The coefficient of variation (CV) is obtained by dividing the population standard deviation by the population mean, CV = σ/μ, being an applicable and suitable statistic for evaluating relative variability. The CV is a free parameter that is used in many areas, such as agronomy, biology, engineering, finance, medicine and others, as an indicator of reliability or variability [1,2,3]. In many cases, relating standard deviation to the level of measurement is of great importance to researchers. For this reason, the CV is widely used to measure dispersion. When studying several independent populations, knowing how their CVs are compared is essential. This becomes even more important when populations have skewed distributions. In practical matters, statisticians may be interested in comparing two independent populations’ CV to better understand the data structure. In situations where the means or variances of independent populations are equal, the analysis of variance and Levene’s tests are employed to examine the equality of CVs. If each population has a different mean and variance, it is clearly possible that their CVs are equal. There have been many studies comparing two or more CVs, which we will discuss below. When two CVs are small, the differences between them are likely to be minor, and these minor potential differences can lead to inability to make powerful or definite conclusions. Therefore, the CV ratio is more accurate than the CV difference.
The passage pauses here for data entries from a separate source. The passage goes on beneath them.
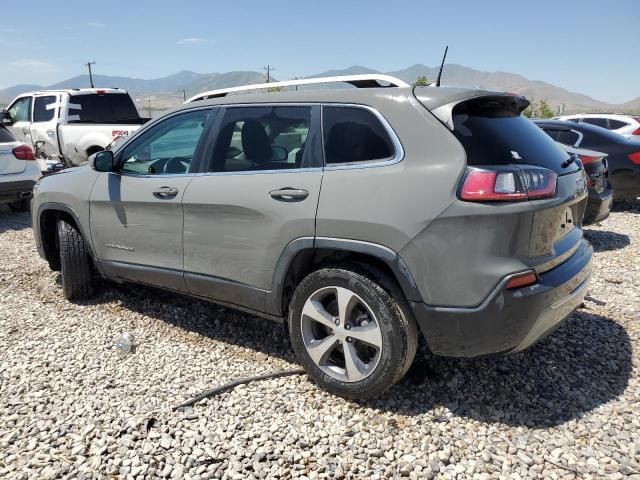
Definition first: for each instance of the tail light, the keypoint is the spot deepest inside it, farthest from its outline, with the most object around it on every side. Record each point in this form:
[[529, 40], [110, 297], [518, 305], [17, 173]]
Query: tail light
[[507, 184], [24, 152], [522, 280]]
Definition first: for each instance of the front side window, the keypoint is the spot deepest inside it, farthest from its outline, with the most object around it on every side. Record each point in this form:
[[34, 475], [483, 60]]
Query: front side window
[[262, 138], [354, 135], [44, 108], [167, 147], [20, 111]]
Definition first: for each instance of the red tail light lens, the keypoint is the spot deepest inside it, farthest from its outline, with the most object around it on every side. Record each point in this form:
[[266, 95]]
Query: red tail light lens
[[24, 152], [522, 280], [635, 158], [507, 184]]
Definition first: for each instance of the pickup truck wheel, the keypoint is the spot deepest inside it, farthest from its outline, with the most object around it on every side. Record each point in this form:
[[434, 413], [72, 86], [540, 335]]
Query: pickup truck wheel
[[351, 335], [75, 262]]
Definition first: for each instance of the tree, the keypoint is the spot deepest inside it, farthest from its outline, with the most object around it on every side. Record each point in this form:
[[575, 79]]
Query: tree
[[421, 81]]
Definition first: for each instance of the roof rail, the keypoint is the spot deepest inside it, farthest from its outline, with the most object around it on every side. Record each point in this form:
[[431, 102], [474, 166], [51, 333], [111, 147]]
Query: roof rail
[[372, 80]]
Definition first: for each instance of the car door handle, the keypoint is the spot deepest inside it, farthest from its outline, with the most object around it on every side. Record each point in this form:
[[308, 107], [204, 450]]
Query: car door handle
[[165, 192], [289, 194]]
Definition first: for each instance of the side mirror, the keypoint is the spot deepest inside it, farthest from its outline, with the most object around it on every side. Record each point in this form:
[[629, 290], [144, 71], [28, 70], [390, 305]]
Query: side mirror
[[5, 118], [279, 154], [102, 161]]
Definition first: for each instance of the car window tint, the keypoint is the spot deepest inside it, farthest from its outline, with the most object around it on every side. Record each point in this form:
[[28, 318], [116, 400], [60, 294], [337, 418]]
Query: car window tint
[[167, 147], [44, 108], [20, 111], [568, 137], [616, 124], [105, 108], [354, 135], [598, 122], [5, 135], [262, 138]]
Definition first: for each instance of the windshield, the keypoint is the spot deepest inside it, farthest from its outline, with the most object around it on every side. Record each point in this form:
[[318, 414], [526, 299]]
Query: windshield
[[105, 108]]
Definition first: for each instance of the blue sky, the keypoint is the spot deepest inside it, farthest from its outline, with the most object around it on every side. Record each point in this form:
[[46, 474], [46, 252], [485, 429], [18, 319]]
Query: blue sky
[[588, 46]]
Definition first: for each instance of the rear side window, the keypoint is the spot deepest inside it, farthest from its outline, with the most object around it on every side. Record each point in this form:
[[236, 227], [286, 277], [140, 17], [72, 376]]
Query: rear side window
[[598, 122], [44, 108], [493, 132], [107, 108], [354, 135], [616, 124], [5, 135], [262, 138]]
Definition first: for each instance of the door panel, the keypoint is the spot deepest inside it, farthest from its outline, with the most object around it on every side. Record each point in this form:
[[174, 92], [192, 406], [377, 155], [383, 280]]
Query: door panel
[[261, 193], [136, 214]]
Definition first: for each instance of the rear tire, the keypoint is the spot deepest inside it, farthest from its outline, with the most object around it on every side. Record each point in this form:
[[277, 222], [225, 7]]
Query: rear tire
[[76, 267], [351, 335]]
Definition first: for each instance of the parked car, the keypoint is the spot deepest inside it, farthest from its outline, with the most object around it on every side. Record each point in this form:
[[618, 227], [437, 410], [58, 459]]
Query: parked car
[[19, 171], [356, 216], [623, 154], [626, 125], [600, 191], [69, 125]]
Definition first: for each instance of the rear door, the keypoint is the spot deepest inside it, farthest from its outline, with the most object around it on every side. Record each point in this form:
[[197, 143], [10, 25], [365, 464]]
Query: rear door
[[20, 112], [259, 193], [8, 162], [136, 213]]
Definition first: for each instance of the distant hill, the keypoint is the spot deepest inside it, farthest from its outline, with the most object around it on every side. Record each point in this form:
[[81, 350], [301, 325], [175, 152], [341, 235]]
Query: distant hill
[[168, 91]]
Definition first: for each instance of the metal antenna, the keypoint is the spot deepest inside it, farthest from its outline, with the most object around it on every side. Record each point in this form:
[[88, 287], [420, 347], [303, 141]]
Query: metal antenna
[[442, 65], [88, 64]]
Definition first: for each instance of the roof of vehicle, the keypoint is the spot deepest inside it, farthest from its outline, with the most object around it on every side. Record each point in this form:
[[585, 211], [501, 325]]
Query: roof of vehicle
[[75, 91]]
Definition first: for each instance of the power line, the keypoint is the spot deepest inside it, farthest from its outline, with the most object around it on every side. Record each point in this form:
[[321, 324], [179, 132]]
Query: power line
[[268, 69], [88, 64]]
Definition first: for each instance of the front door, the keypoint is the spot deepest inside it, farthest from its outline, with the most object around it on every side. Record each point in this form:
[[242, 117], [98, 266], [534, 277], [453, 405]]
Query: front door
[[136, 213], [259, 193], [20, 112]]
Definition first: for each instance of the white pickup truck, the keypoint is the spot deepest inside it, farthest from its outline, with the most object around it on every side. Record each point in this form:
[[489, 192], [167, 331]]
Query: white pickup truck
[[70, 125]]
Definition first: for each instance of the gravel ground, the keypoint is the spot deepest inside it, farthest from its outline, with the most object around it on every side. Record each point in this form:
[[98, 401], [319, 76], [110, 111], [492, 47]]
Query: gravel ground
[[70, 407]]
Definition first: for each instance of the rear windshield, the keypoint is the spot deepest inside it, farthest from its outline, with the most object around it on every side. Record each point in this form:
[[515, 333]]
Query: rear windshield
[[5, 135], [106, 108], [493, 132]]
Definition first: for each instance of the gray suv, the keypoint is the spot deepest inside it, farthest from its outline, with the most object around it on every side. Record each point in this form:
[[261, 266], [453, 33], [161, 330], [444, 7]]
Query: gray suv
[[357, 216]]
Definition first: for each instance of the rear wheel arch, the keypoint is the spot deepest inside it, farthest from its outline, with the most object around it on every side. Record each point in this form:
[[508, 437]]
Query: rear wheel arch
[[304, 256]]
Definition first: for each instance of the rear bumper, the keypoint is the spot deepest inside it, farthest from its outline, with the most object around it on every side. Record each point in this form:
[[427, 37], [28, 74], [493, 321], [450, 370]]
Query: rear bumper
[[14, 191], [598, 206], [508, 320]]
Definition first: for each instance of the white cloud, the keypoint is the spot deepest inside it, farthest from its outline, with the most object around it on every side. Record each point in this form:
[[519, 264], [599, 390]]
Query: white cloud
[[29, 65], [193, 41]]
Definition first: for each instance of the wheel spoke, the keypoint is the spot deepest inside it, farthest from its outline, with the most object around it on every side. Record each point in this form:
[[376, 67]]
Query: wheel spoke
[[314, 310], [319, 350], [355, 368], [346, 300], [369, 334]]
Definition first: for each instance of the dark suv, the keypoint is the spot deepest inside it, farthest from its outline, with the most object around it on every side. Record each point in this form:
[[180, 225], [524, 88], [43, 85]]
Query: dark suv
[[358, 216]]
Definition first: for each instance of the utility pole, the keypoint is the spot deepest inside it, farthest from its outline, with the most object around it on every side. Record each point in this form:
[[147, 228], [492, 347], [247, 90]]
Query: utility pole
[[88, 64], [268, 69]]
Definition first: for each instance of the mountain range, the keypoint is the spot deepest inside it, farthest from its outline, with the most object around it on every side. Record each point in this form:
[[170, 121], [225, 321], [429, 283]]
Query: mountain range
[[170, 90]]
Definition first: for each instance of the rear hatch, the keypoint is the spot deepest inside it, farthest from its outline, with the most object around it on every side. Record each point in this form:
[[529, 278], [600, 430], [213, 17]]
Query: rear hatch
[[8, 162], [494, 134]]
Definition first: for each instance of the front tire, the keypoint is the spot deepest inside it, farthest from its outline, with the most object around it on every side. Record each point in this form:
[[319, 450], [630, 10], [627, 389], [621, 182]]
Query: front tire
[[351, 335], [75, 262]]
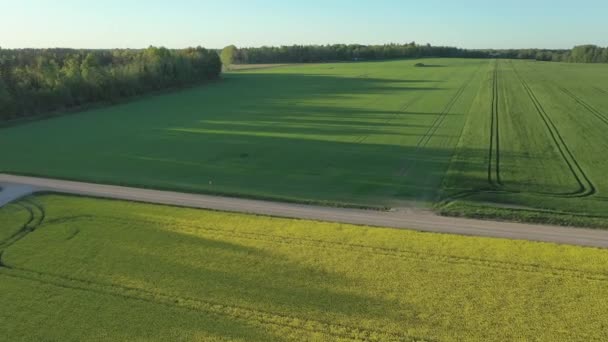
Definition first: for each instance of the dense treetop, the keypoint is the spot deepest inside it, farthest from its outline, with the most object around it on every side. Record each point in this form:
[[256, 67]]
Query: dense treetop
[[340, 52], [34, 81]]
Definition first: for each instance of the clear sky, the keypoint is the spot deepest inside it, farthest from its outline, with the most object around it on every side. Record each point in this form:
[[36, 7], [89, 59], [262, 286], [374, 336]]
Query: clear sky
[[214, 24]]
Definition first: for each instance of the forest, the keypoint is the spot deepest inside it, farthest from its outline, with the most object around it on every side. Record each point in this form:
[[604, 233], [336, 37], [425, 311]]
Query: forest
[[35, 81], [341, 52], [38, 81]]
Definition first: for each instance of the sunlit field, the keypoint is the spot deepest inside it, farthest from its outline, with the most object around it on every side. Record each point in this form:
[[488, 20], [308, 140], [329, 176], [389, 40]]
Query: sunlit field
[[76, 269]]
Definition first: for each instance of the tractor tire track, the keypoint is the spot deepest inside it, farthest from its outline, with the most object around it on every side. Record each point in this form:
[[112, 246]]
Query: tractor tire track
[[601, 90], [428, 135], [199, 305], [586, 187], [603, 117], [36, 217], [494, 149]]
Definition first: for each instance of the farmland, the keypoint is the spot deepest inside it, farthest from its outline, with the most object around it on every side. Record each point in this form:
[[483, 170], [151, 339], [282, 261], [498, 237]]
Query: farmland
[[85, 269], [487, 138]]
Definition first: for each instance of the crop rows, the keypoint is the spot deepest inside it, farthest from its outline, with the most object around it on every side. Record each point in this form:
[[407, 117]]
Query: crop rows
[[382, 251], [436, 124], [586, 187], [494, 150], [586, 105]]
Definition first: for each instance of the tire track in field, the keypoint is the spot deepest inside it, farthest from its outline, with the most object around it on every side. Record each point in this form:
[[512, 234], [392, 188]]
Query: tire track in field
[[400, 253], [199, 305], [601, 90], [494, 150], [428, 135], [586, 187], [603, 117], [36, 217]]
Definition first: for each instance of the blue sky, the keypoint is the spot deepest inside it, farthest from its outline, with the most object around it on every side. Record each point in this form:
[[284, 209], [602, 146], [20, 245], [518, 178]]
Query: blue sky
[[214, 24]]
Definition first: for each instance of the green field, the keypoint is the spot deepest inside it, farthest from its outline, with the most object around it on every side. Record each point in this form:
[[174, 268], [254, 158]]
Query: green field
[[476, 137], [85, 269]]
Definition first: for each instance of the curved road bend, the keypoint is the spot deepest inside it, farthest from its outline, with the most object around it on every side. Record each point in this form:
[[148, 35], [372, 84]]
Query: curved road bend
[[15, 187]]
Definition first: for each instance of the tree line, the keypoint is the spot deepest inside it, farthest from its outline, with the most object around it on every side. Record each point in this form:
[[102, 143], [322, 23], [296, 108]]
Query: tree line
[[354, 52], [339, 52], [34, 81]]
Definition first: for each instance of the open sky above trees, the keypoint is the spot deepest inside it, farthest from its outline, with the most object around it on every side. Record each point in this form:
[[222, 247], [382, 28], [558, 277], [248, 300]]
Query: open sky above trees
[[214, 24]]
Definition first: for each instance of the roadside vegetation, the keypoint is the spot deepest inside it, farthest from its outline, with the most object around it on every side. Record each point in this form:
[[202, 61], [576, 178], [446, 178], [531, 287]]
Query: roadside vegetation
[[488, 138], [90, 269]]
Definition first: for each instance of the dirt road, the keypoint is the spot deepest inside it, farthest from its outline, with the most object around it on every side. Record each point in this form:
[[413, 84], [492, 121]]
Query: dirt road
[[15, 187]]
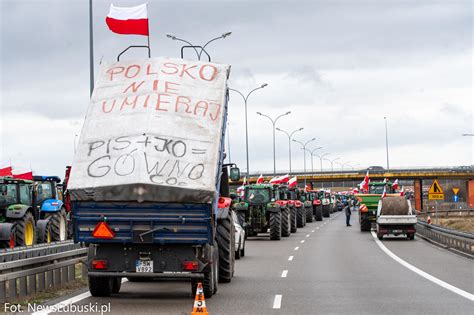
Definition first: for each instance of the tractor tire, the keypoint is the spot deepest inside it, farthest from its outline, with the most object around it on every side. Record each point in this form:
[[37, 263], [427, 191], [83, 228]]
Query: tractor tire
[[275, 226], [300, 217], [58, 225], [318, 213], [285, 222], [326, 212], [293, 220], [309, 215], [100, 286], [25, 230], [43, 231], [116, 285], [226, 243]]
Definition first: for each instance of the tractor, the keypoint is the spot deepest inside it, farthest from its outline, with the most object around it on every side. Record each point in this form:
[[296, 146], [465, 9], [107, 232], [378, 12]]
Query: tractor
[[49, 204], [263, 207]]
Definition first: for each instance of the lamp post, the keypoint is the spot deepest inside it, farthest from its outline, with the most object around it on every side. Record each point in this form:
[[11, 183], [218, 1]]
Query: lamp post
[[386, 143], [332, 163], [245, 98], [203, 48], [289, 141], [273, 123]]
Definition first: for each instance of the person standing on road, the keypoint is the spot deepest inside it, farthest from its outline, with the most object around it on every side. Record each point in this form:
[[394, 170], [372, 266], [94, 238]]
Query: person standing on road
[[347, 209]]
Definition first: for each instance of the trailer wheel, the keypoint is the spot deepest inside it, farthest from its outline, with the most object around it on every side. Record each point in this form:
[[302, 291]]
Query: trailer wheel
[[293, 220], [25, 230], [58, 225], [100, 286], [285, 222], [309, 215], [300, 217], [275, 225], [226, 241], [116, 285]]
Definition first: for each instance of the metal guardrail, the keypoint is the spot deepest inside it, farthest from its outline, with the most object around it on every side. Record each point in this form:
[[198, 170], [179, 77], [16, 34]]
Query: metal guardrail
[[26, 271], [460, 242]]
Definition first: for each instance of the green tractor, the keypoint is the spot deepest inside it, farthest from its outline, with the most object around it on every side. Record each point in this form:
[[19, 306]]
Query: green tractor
[[369, 203], [263, 207], [19, 224]]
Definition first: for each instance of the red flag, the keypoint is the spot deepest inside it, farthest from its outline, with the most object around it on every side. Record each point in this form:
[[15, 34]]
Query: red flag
[[128, 20], [293, 182]]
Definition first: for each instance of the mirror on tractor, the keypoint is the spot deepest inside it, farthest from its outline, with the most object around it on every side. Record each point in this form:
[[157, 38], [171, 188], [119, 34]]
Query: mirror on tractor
[[234, 174]]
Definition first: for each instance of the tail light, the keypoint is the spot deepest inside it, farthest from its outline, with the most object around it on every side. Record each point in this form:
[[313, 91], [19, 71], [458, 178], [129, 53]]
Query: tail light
[[99, 264], [102, 230], [190, 265]]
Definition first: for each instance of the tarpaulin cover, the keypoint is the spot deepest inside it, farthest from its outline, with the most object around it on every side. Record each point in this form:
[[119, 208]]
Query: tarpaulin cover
[[152, 132]]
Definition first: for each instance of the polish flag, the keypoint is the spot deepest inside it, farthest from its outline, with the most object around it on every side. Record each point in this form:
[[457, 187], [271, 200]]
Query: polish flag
[[395, 184], [22, 173], [293, 182], [128, 20], [5, 169]]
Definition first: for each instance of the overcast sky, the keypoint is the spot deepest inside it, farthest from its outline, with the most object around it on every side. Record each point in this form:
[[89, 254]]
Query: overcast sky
[[338, 66]]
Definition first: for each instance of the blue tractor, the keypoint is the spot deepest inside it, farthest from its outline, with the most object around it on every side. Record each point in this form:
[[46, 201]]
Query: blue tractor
[[51, 209]]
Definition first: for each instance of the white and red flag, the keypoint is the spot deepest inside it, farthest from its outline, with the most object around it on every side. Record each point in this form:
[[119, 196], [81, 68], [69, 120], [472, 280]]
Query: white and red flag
[[22, 173], [5, 169], [128, 20], [293, 182], [395, 184]]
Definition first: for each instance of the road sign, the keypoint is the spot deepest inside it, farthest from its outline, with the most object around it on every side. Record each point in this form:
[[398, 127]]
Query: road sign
[[435, 192]]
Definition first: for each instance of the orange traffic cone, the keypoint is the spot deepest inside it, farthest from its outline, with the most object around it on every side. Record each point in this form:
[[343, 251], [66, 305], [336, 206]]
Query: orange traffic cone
[[199, 302]]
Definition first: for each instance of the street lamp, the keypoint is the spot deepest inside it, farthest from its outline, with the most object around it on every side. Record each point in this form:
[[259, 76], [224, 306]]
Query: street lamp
[[246, 127], [289, 140], [332, 163], [198, 53], [273, 123], [386, 142]]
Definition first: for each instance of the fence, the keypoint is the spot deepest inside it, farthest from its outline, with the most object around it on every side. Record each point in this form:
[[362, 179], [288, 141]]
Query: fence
[[26, 271]]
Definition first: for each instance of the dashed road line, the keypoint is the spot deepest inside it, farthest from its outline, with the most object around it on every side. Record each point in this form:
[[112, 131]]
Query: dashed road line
[[425, 275], [277, 301]]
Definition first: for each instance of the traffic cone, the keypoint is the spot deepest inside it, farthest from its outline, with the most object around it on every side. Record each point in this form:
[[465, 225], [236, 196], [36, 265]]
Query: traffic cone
[[199, 302]]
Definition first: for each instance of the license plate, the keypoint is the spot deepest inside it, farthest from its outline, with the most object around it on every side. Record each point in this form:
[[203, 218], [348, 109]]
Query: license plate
[[144, 266]]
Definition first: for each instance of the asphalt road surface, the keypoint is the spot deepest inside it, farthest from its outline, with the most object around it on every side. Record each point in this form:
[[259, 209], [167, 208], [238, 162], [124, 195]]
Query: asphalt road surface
[[324, 268]]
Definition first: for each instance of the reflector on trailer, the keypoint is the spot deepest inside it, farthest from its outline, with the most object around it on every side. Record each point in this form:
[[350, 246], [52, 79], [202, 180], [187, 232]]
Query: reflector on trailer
[[102, 230]]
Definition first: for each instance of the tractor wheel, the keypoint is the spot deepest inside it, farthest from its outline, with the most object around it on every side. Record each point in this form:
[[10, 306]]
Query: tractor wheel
[[285, 222], [116, 285], [25, 230], [309, 215], [275, 225], [58, 225], [318, 213], [100, 286], [43, 231], [226, 242], [300, 217], [293, 220]]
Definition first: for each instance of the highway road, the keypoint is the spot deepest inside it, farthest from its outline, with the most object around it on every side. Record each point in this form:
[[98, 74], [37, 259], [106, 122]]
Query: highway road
[[325, 268]]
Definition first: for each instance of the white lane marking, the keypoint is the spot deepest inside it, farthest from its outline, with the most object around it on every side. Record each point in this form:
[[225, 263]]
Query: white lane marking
[[425, 275], [277, 301]]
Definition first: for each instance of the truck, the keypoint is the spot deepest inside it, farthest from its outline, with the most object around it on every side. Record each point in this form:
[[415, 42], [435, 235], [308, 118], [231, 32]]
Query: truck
[[395, 216], [264, 208], [368, 203], [148, 188]]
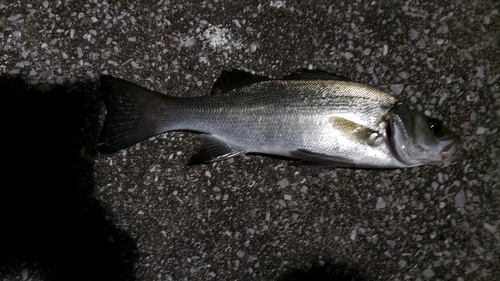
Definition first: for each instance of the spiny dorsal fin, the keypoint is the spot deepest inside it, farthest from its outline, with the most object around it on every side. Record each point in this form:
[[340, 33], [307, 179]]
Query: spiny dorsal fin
[[230, 80], [213, 149], [307, 74]]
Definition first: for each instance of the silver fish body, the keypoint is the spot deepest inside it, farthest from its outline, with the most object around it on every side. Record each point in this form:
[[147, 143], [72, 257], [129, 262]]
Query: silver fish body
[[315, 117]]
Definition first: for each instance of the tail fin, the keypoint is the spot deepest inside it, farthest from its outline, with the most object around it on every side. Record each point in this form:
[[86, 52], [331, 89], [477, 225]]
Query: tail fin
[[130, 114]]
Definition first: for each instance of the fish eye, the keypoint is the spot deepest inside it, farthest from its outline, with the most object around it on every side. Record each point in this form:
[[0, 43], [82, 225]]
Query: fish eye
[[436, 127]]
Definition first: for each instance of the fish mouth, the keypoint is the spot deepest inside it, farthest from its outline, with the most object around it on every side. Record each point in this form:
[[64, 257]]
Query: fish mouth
[[452, 150]]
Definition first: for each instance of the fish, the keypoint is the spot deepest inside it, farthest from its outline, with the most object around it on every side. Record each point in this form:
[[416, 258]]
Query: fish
[[317, 118]]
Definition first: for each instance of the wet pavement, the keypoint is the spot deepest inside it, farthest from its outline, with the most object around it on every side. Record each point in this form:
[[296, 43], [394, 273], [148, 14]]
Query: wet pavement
[[142, 214]]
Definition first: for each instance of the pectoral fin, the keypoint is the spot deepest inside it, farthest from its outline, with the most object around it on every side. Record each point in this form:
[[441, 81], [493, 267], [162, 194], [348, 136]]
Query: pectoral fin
[[356, 132], [213, 149]]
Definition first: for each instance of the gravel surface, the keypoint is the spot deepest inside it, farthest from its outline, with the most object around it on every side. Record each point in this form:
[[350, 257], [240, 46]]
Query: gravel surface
[[69, 213]]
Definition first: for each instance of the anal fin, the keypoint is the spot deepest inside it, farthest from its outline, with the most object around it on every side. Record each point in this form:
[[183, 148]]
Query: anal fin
[[311, 159], [213, 149]]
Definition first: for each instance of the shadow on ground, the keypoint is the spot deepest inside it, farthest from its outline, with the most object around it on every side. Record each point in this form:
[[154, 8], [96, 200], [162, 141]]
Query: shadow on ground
[[326, 272], [50, 224]]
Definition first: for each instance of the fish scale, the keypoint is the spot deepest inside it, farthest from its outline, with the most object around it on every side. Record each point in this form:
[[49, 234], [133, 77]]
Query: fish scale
[[318, 118]]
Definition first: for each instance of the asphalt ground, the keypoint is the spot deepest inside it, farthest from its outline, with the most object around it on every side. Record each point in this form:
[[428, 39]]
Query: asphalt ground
[[69, 213]]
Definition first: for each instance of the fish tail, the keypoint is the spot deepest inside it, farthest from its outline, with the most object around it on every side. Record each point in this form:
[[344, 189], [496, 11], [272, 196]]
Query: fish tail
[[132, 114]]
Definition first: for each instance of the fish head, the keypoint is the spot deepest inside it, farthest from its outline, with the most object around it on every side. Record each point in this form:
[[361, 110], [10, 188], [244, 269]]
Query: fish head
[[416, 139]]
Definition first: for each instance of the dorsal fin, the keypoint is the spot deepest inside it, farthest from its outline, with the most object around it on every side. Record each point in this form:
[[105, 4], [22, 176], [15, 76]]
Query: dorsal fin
[[307, 74], [230, 80]]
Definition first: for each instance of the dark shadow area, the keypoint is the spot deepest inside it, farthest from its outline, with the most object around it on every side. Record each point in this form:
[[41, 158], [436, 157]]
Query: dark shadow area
[[326, 272], [49, 222]]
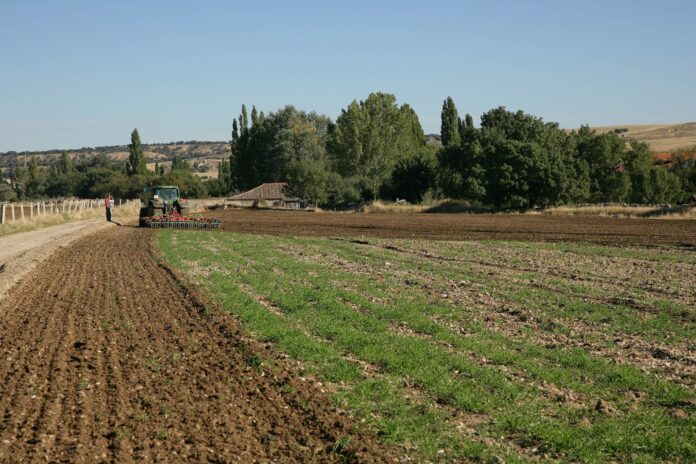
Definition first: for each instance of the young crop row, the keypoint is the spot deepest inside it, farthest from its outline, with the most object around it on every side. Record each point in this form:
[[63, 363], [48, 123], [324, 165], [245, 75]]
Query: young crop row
[[465, 350]]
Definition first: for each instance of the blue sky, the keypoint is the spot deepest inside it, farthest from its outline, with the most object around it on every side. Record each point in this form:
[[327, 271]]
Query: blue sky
[[85, 73]]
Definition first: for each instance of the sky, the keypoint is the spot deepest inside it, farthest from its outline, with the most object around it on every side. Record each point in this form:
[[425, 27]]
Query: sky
[[85, 73]]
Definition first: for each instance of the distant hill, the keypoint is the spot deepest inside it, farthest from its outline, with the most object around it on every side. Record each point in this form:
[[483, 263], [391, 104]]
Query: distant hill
[[660, 137], [203, 156]]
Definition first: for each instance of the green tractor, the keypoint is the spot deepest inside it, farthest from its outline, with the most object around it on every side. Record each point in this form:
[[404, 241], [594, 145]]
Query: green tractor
[[162, 206]]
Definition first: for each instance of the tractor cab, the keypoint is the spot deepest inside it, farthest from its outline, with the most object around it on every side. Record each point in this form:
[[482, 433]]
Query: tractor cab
[[162, 206]]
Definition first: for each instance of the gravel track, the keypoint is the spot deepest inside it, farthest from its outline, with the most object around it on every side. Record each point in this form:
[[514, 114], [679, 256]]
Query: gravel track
[[107, 356]]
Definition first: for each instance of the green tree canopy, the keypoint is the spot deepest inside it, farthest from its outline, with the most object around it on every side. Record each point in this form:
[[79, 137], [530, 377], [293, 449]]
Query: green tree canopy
[[136, 157], [371, 137], [449, 128]]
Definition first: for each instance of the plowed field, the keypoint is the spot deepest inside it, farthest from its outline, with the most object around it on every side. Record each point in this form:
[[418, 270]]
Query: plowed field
[[463, 227], [106, 356]]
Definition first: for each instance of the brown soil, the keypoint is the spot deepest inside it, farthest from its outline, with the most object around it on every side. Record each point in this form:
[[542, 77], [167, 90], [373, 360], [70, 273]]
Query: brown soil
[[462, 226], [106, 355]]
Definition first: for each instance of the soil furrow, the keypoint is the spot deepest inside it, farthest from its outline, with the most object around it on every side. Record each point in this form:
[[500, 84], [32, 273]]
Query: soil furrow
[[129, 365]]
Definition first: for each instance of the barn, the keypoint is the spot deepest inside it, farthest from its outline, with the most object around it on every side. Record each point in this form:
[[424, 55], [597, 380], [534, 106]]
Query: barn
[[270, 194]]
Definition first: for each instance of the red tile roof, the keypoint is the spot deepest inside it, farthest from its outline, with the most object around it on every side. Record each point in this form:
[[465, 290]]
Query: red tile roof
[[270, 191]]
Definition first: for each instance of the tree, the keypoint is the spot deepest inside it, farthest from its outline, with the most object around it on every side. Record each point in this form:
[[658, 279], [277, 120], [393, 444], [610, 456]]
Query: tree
[[449, 128], [243, 120], [35, 183], [178, 163], [65, 165], [371, 137], [279, 146], [136, 158], [412, 177], [254, 116]]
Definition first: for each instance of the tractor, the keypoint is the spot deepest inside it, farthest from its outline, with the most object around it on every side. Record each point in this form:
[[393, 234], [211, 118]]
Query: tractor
[[161, 206]]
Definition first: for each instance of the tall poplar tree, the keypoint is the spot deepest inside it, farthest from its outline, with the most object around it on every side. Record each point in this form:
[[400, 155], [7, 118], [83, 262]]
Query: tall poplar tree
[[136, 158], [449, 129]]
The probability ratio test was introduced by Bennett [4], and later modified by Schaefer and Sullivan [5]. Scientists such as Doornbos et al. [6] and Hedges et al. [7] proposed tests that relied on decentralized meta-analysis. In [8,9,10], some methods were introduced which are known as Wald tests. Pardo and Pardo [11] were able to propose a new method for comparing CVs based on the Rényi divergence. Some researchers, such as Nairy and Rao [12], investigated the inverse CV. Another method proposed for likelihood ratio testing is based on Newton one-step estimators, performed by Verrill and Johnson [13]. The parametric bootstrap (PB) approach was also considered by Jafari and Kazemi [14]. Other statisticians continued these studies and were able to improve them for symmetric distributions, as presented in [15,16,17,18,19,20,21,22,23]. However, comparing two CVs and, in more complex cases, multiple CVs is challenging in practice [24,25]. The approximate interval for the ratio of two CVs in the lognormal distribution was obtained by Nam and Kwon [25]. They obtained the estimate using the Fieller-type log method of variance estimates recovery (MOVER) and the Wald-type method. Two other researchers, Jiang and Wong [26], used the Barlett’s modified likelihood ratio simulation method to make inferences about the ratio of two CVs in the lognormal distribution.
There are many phenomena in the real world that have symmetrical distributions. Due to this reason, most previous studies have focused just on a special type of distributions, especially on the normal distribution. Yue and Baleanu [27] inferred about the CV ratio of two independent symmetric or asymmetric distributions. They studied the asymptotic distribution for the ratio of two populations’ CV. Then, the outputs were used to create the confidence interval and to test the hypothesis about the ratio of CV of the populations.
In this paper, we adopt a procedure similar to those employed in other studies [28,29,30,31,32] to improve the method given by Yue and Baleanu [27]. The rational estimation for the ratio of CV of two populations given by Yue and Baleanu is considered and its asymptotic distribution is investigated. In computing the asymptotic variance, a formulation different from that given by Yue and Baleanu [27] is proposed. Then, using the asymptotic distribution of the given estimator, the confidence interval and hypothesis testing about the ratio of CV of two populations are studied. The new formulation leads to a more powerful estimator and a more accurate confidence interval than those in [27].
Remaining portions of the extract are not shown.